I note that you can use https://en.wikipedia.org/wiki/Aho%E2%80%93Corasick_string_matching_algorithm to find the matches you need as input to the dynamic program - the matching costs will be linear in the size of the input string, the total size of all candidate strings, and the number of matches between the input string and candidate strings.

Answer 3

i would try the following:

• find all positions of L_i patterns in S
• let n=length(S)+1
• create a graph with n nodes
• for all L_i positions i: directed edges: node_i --> L_i matches node --> node_{i+length(L_i)}
• to enable the permutation constrains you have to add some more node/edges to exclude multiple usage of the same pattern
• now i can ask a new question: is there exists a directed path from 0 to n ?

notes:

• if there exists a node(0 < i < n) with degree <2 then no match is possible
• all nodes which have d-=1, d+=1 are part of the permutation
• bread first or diskstra to look for the solution

Answer 4

You can use the Trie data structure. First, construct a trie from strings in L.

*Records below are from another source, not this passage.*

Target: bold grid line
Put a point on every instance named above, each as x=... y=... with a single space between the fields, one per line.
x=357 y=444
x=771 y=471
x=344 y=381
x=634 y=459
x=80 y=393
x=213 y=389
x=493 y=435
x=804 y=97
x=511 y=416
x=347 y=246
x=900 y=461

Then, for the input string S, search for the S in the trie.

During searching, for every visited node which is an end of one of the words in L, call a new search on the trie (from the root) with remaining (yet unmatched) suffix of S. So, we are using recursion. If you consume all characters of S in that process then you know, that S is a contatenation of some strings from L.

Answer 5

I would suggest this solution:

1. Take an array of size 256 which will store the occurence count of each character in all strings of L. Now try to match that with count of each character of S. If both are unequal then we can confidently say that they cannot form the given character.
2. If counts are same, Do the following, using KMP algorithm try to find simultaneously each string in L in S. If at any time there is a match we remove that string from L and continue search for other strings in L. If at any time we dont find a match we just print that it cannot be represented. If at the end L is empty we conclude that S indeed is a concatenation of L.

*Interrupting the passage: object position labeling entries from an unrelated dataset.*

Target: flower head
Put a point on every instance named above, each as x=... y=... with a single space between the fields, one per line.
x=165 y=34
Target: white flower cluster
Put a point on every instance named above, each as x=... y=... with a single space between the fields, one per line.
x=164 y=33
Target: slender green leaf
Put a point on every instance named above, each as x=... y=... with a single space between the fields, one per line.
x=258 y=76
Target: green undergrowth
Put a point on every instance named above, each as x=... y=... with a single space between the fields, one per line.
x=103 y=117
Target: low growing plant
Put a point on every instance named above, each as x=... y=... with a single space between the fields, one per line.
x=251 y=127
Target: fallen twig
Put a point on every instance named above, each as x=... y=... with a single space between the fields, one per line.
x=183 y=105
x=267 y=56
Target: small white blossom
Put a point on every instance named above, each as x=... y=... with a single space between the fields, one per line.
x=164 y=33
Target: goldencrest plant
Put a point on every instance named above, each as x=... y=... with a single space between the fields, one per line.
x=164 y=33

Assuming that L is a set of unique strings.

Answer 6

Two Haskell propositions:

There may be some counter examples to this...just for fun...sort L by a custom sort:

import Data.List (sortBy,isInfixOf)

h s l = (concat . sortBy wierd $ l) == s where
  wierd a b | isInfixOf (a ++ b) s = LT
            | isInfixOf (b ++ a) s = GT
            | otherwise            = EQ

More boring...attempt to build S from L:

import Data.List (delete,isPrefixOf)

f s l = g s l [] where
  g str subs result
    | concat result == s = [result]
    | otherwise   = 
        if null str || null subs' 
           then []
           else do sub <- subs'
                   g (drop (length sub) str) (delete sub subs) (result ++ [sub])
   where subs' = filter (flip isPrefixOf str) subs 

Output:

*Main> f "abcdabce" ["abcd", "a", "bc", "e", "abc"]
[["abcd","a","bc","e"],["abcd","abc","e"]]

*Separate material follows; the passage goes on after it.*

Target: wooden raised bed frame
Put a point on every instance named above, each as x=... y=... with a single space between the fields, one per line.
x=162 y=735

*Main> h "abcdabce" ["abcd", "a", "bc", "e", "abc"]
False

*Main> h "abcdabce" ["abcd", "a", "bc", "e"]
True 

Answer 7

Your algorithm has complexity N^2 (N is the length of list). Let's see in actual C++

#include <string>
#include <vector>
#include <algorithm>
#include <iostream>
using namespace std;

typedef pair<string::const_iterator, string::const_iterator> stringp;
typedef vector<string> strings;

bool isConcatenation(stringp S, const strings L) {
    for (strings::const_iterator p = L.begin(); p != L.end(); ++p) {
        auto M = mismatch(p->begin(), p->end(), S.first);
        if (M.first == p->end()) {
            if (L.size() == 1)
                return true;
            strings T;
            T.insert(T.end(), L.begin(), p);
            strings::const_iterator v = p;
            T.insert(T.end(), ++v, L.end());
            if (isConcatenation(make_pair(M.second, S.second), T))
                return true;
        }
    }
    return false;
}

Instead of looping on the entire vector, we could sort it, then reduce the search to O(LOG(N)) steps in the optimum case, where all strings start with different chars. The worst case will remain O(N^2).